Wave Run v2 — Multi-Agent Orchestration as a DAG

An LLM with all the orchestration info in context will skip the "delegate to a separate session" step under pressure. The fix is not "remind the LLM more clearly." The fix is to put the orchestration decisions where the LLM can't reach them.

The 10-phase process

Each phase is an Airflow task. The scheduler enforces order; the LLM only runs inside individual sessions, not across them. Status: ✅ codified · 🟡 partial · ⚪ backlog

Phase 000 — Entrypoint Contract✅ codified

Validate trigger conf has the canonical fields before any other task runs.

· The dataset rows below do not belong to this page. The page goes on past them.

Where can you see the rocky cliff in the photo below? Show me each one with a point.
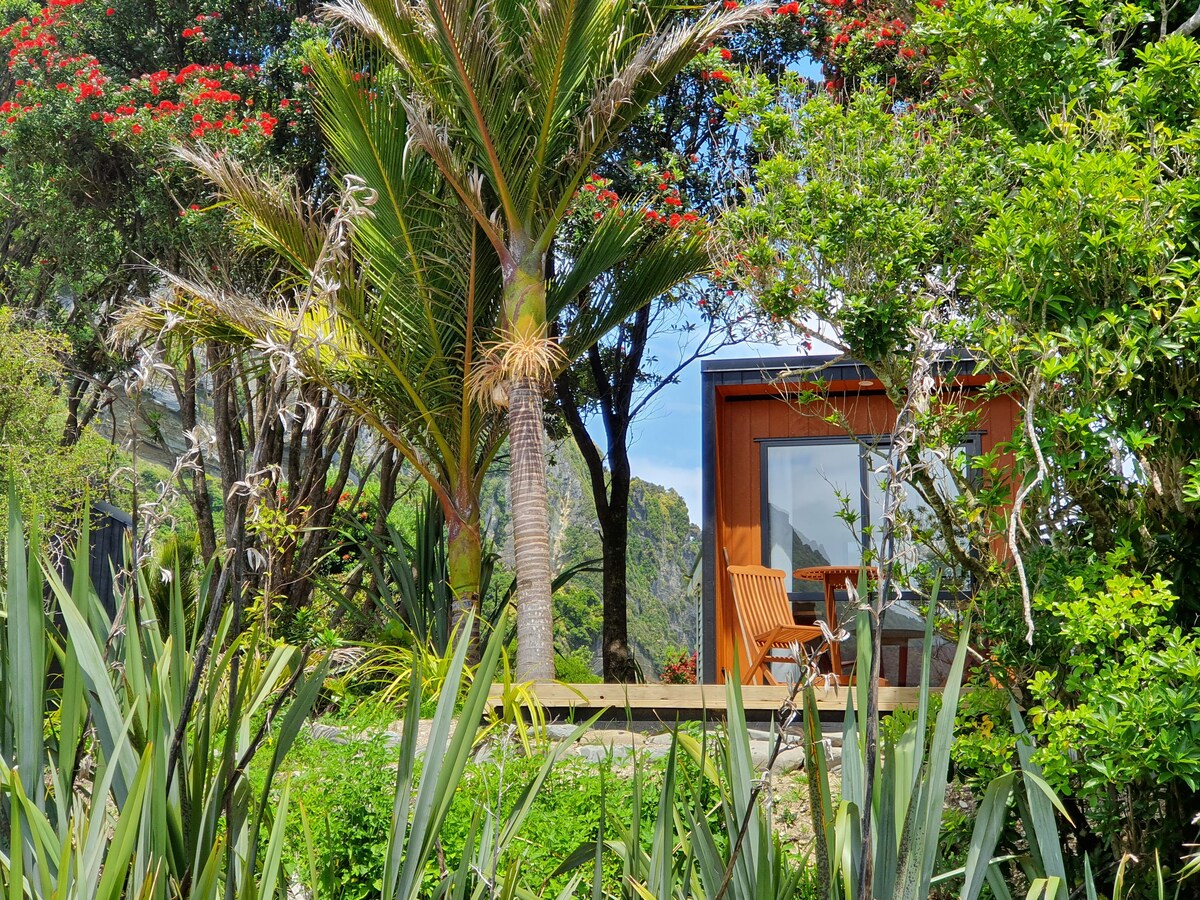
(664, 546)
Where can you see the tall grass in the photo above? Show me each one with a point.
(97, 796)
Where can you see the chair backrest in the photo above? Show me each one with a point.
(761, 600)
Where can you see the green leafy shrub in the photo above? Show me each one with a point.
(1120, 719)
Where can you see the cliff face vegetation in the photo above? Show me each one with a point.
(664, 546)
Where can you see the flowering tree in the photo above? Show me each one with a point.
(1031, 196)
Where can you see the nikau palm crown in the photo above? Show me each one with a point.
(420, 297)
(516, 102)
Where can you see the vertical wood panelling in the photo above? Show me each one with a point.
(742, 421)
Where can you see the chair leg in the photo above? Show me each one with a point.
(757, 666)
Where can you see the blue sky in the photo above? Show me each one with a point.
(665, 445)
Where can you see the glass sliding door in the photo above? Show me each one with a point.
(810, 492)
(823, 503)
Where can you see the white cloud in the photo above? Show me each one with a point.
(687, 480)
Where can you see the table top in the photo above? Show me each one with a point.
(834, 573)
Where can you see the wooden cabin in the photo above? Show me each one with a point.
(775, 472)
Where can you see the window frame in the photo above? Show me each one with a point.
(863, 444)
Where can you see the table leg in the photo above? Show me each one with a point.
(832, 619)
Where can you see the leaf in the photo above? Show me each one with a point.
(989, 825)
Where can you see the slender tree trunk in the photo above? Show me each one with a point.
(465, 553)
(610, 495)
(618, 659)
(531, 532)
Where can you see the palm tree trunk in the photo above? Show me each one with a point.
(531, 531)
(528, 359)
(465, 551)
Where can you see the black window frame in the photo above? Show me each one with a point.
(864, 444)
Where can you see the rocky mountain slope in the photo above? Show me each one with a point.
(664, 547)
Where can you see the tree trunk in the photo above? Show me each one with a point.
(528, 351)
(531, 532)
(465, 552)
(618, 659)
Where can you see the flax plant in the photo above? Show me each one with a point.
(402, 323)
(90, 707)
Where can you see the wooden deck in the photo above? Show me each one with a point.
(689, 701)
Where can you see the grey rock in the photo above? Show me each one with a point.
(789, 761)
(327, 732)
(613, 738)
(559, 731)
(598, 753)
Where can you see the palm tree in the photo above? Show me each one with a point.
(387, 295)
(390, 294)
(516, 101)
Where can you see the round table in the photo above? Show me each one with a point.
(834, 579)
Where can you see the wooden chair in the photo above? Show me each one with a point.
(765, 616)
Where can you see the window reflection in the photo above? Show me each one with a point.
(809, 489)
(808, 486)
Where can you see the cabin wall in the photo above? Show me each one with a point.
(744, 414)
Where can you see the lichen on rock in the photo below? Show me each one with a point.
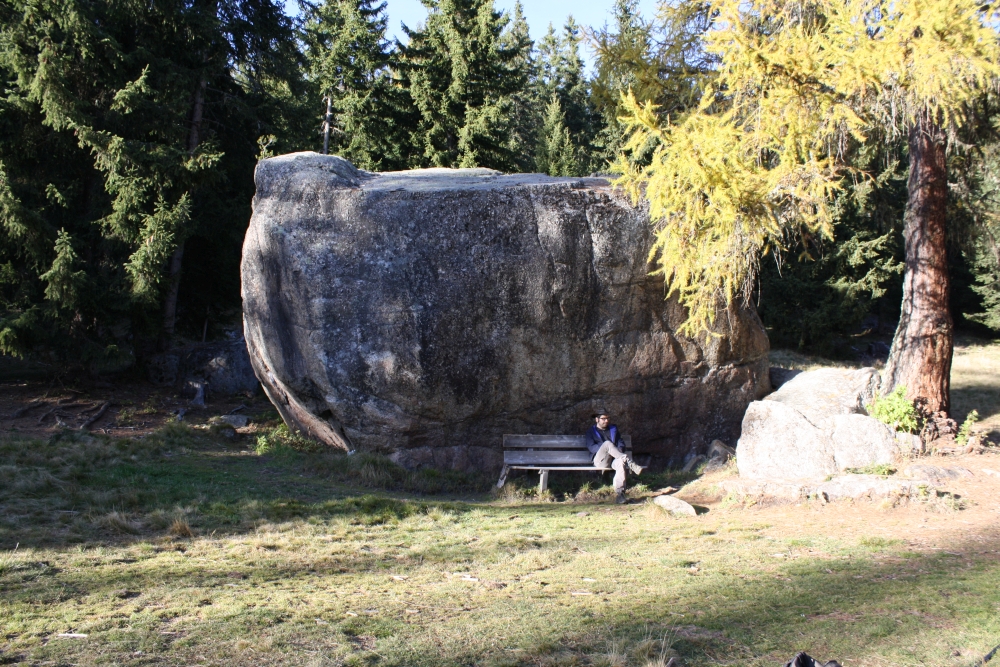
(441, 308)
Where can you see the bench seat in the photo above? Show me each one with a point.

Input: dag_run.conf { run_id, manifest_path, target_wave?, manifest_db_path? } Gate: require run_id != 'wave-unset'; require manifest_path exists; target_wave int when provided Output: PASS → resolve_execution_context | FAIL → hard block

Eliminates: phase skip / improvisation (Pattern E) — DAG can't run downstream without entrypoint pass

Phase 0 — Load Manifest✅ codified

Resolve manifest path; bind run to executable session inventory.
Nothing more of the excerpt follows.